Final Report — Cezar El-Nazli

The Goal

The original goal was speeding up raytracing by replacing some data structures with more efficient ones.

First Session

The original goal was to improve raytracing performance by using better-suited data structures. Originally, it was thought that maintaining sets using a vector was inefficient (due to maintaining the uniqueness property in O(n)), but an investigation revealed that this was not really the case.

More complex data structures with better theoretical runtime performance (e.g., balanced trees with O(log N) look ups) had worse performance because N was small and the constant factor was dominant (small for iterating a vector, big for trees and hashes with expensive hash functions).

After benchmarking a number of data structures and analysing the behaviour of the raytracer on some example geometry, I changed the initial size of the vector used for backing the set from 64 to 16, which showed a performance improvement of 10%. The reason for this improvement was that the vector was being zeroed initially, and it contained at most 12 elements. Therefore, with an initial size of 64, 52 elements were zeroed but never accessed, while for 16 initial elements, only 4 were being wasted.

Second Session

In the second part of GSoC, I spent some time reading an article about CPU caches and tracking down four bugs.

  1. An infinite loop which occurred when the raytracer was run with debugging enabled. List elements were removed from the head and added to the tail, so the list was never emptied. Its presence was due to older code being removed and the logic getting out of sync.
  2. A deadlock in bu_mapped_file. It occurred when a branch was taken which did not release a semaphore. Discussion on Zulip concluded that the branch was only taken by some code which was not actually used. Nonetheless, the logic was still flawed.
  3. On the latest version of macOS (10.13 High Sierra) and possibly BSDs (I did not test on BSDs), filling struct timeval's usec member with an integer amounting to more than a second causes functions taking the struct as an argument to immediately return with errno=EINVAL. I fixed a bug related to this in fbserv.
  4. I tried to isolate a compilation bug on Debian 9.4 + GCC 6.3. It took a lot of time but was ultimately of not much use because I couldn't figure out the root cause (likely a bug in the linker) and my proposed workaround incurred an unacceptable performance penalty.

Final Session

The focus in this period was on eliminating linked lists in favour of dynamically-allocated arrays. Use of linked lists is discouraged because of their cache unfriendliness.

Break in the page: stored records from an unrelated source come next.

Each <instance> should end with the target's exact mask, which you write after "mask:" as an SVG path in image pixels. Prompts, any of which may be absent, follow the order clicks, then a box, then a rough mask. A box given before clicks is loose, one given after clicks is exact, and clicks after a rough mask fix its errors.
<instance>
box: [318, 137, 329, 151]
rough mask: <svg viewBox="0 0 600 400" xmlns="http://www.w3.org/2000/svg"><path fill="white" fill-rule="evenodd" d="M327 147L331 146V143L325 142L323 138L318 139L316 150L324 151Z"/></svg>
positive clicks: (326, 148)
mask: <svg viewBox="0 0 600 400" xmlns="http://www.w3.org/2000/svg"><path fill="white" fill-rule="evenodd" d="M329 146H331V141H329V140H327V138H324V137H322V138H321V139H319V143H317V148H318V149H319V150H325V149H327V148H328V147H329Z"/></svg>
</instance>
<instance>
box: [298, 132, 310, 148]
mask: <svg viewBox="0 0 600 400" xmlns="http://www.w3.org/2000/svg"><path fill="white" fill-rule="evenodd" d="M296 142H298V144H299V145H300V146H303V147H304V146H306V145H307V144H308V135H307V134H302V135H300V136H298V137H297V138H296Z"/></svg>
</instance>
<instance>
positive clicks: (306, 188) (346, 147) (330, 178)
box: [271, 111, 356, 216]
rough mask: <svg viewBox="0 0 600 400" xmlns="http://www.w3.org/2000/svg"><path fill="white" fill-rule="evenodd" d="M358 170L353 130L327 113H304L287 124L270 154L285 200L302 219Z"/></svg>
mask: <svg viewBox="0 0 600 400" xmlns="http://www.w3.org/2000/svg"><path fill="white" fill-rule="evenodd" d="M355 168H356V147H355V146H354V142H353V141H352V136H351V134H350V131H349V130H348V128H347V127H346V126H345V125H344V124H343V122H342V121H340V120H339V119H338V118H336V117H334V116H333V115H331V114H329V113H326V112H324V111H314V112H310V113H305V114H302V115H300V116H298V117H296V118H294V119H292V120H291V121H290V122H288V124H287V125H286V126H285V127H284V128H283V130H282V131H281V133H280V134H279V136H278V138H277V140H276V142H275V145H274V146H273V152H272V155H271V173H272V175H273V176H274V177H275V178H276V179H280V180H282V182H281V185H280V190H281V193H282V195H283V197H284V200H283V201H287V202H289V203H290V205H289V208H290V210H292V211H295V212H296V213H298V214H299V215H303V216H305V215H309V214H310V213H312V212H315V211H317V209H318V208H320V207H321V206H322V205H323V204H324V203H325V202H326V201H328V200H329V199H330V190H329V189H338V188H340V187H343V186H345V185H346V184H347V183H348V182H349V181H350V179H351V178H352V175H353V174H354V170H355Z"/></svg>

I touched some of the more isolated structs which used linked lists (bu_mapped_file, bu_temp, bu_observer, bu_hook, bu_redblack, bu_cmd, fb_obj) and began creating unit tests for some of them (starting with bu_hook).

My Work

Future Work

Future work would most likely focus on removing the linked list from the data structures that are left. The more central ones (such as struct partition) require more care as there are more things that can go wrong there.